Karthik Krishnaswamy: Shahzad's rampage
Afghanistan v Zimbabwe, Nagpur, March 12
Mohammad Shahzad is in red-hot form, but he is looking a little edgy in this winner-takes-all clash, and chops Wellington Masakadza's left-arm spin straight to the point fielder three times in the first over. Something has to give. Tendai Chatara digs one in short, and is forced to flinch before he can even start his follow-through. Behind him, the umpire ducks. Shahzad has just swatted the ball back down the ground, meatily, like a down-the-line tennis forehand.
It's hard to believe Afghanistan left Shahzad out of their squad for the 2015 World Cup. It might be okay, though still debatable, for a top-ranked team with plenty of bench strength to leave out a skillful player for supposedly not conforming to fitness standards. It's an entirely different matter when a chronically inconsistent batting side leaves out its best batsman on those tenuous grounds.

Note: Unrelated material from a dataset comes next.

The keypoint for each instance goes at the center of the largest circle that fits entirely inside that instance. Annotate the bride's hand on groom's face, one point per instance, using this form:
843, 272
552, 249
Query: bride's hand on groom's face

It's easy to chuckle at Shahzad's cartoonish physique, but he's a seriously good cricketer: he averages over 50 in first-class cricket, over 35 in ODIs, and over 30 in T20Is.
Shahzad is a laid-back character, but the power in his shots might well stem from anger at that snub. Chatara bowls two more short balls. The first one is wide of off stump, and it rockets to the point boundary before anyone can blink. The other is rising towards his head, but he steps across it, swivels, and hooks - in utterly textbook fashion - to the fine-leg boundary. Chatara is forced to bowl a little fuller, and Shahzad is waiting for it. Third man is up in the circle, and he opens his bat face, finishing with the back of his bat pointing down the pitch, to dab it to the fielder's left and pick up his fourth boundary of the over.
Jarrod Kimber: Cricket's global avatar
Hong Kong v Zimbabwe, Nagpur, March 8
Tanwir Afzal is not a household name. Or face. Or even someone who people even casually recognise. He is Hong Kong's captain and tossed the coin for the first game. India newspapers at the time were suggesting the tournament started in seven days' time. Even the TV commentators have, at times, suggested the real tournament starts later on. But the ICC has decided that these qualifiers are part of the tournament; even if it is just a face-saving excercise, that is the official stance. So think of how far cricket has come. On the opening day of this tournament, our second biggest in cricket, when Afzal chose to open the bowling, it was a Hong Kong bowler who opened the tournament. We were told for years that the world did not like cricket, that it was our little game, and that it would always stay that way. No matter our age, none of us when we were young would think a Hong Kong bowler would be the first player we would see at a tournament this big. If we have come this far, how far can we go?